Re: FAT, NTFS, CIFS and DOS attributes

From: tridge
Date: Mon Jan 03 2005 - 20:18:19 EST


> The slightly stronger reason is basically the same reason why we don't
> stuff a bunch of things into a struct stat and call a single system call
> to change a bunch of attributes

yes, and if we want this to be a good API then we'd use something like
a bitmask to indicate what fields to update so we can update them in
groups in a raceless fashion, but that would require that the kernel
understand the internals of these structures. I didn't have that
luxury, so I grouped them in the way that best matched the common use
of the attributes.

> you don't want to have to change them all every time, and by
> putting them all in the same structure that's your only option,
> since setxattr() doesn't allow you to mask and merge.

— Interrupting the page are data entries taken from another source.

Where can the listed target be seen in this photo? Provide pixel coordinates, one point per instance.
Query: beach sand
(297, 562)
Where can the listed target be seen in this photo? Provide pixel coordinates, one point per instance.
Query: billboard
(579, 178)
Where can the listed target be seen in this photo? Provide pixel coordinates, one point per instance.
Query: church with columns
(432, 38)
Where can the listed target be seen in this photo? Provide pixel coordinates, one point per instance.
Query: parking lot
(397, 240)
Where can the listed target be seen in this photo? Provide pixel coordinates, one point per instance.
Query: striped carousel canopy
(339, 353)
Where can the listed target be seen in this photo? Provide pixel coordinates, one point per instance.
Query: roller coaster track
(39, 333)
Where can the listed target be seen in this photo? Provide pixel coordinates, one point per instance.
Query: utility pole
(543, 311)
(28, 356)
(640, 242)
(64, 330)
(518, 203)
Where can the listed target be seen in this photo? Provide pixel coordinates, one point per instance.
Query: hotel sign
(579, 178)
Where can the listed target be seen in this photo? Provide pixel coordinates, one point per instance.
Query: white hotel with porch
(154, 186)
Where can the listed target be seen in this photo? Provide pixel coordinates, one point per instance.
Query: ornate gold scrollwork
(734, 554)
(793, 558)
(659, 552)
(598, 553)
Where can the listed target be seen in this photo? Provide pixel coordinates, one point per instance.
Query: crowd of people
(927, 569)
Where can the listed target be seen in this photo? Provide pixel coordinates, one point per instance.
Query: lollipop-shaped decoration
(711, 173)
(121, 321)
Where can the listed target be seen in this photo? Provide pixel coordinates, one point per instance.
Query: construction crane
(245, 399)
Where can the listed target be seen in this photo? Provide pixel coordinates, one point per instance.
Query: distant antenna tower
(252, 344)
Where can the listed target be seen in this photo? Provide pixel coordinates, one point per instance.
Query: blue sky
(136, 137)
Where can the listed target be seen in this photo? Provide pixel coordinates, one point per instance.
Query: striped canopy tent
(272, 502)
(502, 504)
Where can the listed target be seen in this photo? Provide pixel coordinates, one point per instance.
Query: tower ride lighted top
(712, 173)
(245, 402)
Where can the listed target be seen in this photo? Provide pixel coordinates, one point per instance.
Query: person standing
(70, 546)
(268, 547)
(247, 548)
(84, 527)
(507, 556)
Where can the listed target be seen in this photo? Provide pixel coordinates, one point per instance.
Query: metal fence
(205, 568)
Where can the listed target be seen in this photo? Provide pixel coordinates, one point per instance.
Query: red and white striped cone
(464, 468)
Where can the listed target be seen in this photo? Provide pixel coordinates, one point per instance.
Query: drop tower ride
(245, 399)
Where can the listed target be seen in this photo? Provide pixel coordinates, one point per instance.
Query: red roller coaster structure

can you tell me who you imagining will be using these attributes apart
from Samba, Wine and backup/restore apps?

>
> Incidentally, the document you pointed me to wasn't clear on the
> endianness convention.

It's little-endian NDR. For a full description of NDR in all its gory
details see http://www.opengroup.org/onlinepubs/9629399/chap14.htm

NDR seems like overkill at first, until you start to look at security
descriptors. They are very complex beasts, and using IDL/NDR makes it
much easier (in fact, security descriptors need some minor
enhancements to NDR to encode them the same way windows does).